Biden allies planning for 2024 campaign
Privately, allies and supporter of Biden have already started working towards the 2024 campaign even without his official announcement.
Biden's advisers have not waited for his official reelection announcement, already spending weeks making staffing arrangements and readying lines of political attacks against Republicans seen as early presidential front-runners, including Trump, who launched his campaign in November, and Florida Governor Ron DeSantis.
Alan Clendenin, a DNC member from Florida, said Biden has strengthened the economy, reestablished US global standing and promoted inclusive values — the opposite of what Trump and DeSantis stand for.

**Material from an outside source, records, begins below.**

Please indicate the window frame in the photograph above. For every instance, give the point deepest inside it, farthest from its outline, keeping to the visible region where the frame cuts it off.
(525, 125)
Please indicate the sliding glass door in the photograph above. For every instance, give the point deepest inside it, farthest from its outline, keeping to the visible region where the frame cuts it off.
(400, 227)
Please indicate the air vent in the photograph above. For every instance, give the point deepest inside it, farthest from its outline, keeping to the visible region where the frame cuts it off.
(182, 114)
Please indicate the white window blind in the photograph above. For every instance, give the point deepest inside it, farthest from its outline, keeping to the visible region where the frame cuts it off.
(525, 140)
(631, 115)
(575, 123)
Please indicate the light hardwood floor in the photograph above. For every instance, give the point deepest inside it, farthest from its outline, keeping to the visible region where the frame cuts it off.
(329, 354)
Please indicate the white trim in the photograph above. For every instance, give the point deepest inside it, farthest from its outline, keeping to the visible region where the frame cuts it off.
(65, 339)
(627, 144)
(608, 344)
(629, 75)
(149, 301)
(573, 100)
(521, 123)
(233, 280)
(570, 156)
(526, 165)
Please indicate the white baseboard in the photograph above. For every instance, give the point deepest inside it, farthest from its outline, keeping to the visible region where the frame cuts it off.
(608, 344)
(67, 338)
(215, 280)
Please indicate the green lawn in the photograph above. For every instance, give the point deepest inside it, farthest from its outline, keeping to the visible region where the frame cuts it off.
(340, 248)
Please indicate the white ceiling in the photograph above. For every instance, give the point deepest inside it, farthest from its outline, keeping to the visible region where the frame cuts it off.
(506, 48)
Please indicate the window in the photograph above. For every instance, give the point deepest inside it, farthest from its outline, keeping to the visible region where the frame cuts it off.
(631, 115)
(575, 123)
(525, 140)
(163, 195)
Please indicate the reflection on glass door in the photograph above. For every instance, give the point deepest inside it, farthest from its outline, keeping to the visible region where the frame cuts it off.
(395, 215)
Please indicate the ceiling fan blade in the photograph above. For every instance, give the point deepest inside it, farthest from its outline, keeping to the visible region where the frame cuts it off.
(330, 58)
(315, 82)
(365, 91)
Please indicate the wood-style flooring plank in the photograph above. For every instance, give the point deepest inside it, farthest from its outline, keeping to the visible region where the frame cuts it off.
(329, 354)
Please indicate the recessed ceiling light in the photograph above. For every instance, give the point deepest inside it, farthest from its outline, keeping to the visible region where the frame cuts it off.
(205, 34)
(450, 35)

"They predicted gloom and doom. He's proved them all wrong," said Clendenin, who kicked off a DNC Southern caucus meeting by noting that Florida has begun lagging behind other states in key policy areas and joking of its governor, "That's what happened when you're led by the devil."
Moreover, Biden has emerged much stronger after the 2022 mid-term election results. The poor performance of the Republican Party was blamed on Trump and, as the contest became Biden versus Trump, the better performance of Democrats was also seen as a victory for Biden.
After 2022 mid-term results, Biden is in a better position than any other president in decades, including Democratic Party's icons like Barack Obama.
"Since 1922, there have been three previous instances of the president’s party gaining (or losing no) Senate seats and losing fewer than 10 House seats in the president’s first midterm," reported CNN on the historic nature of mid-term results.
The Washington Examiner noted that the mid-term results would propel Biden into 2024 re-election cycle in a position better than Obama and Clinton.
"The midterm election results strengthened President Joe Biden’s hand and weakened former President Donald Trump’s. That is the starting point for the road to the White House," noted Examiner, adding that Biden appeared to have performed better in mid-term polls than Obama and Clinton, both of whom went on to serve second terms.
The Examiner further noted, "Biden was the big Democratic winner. He was able to hold together the anti-Trump coalition enough to stave off defeat in a number of competitive races. His campaign travel schedule, anti-MAGA [Make America Great Again] messaging, and predictions that the race would swing back toward the Democrats in the end appear to be vindicated. He looks stronger than Clinton or Obama did the day after their first midterm elections, and they both won a second term."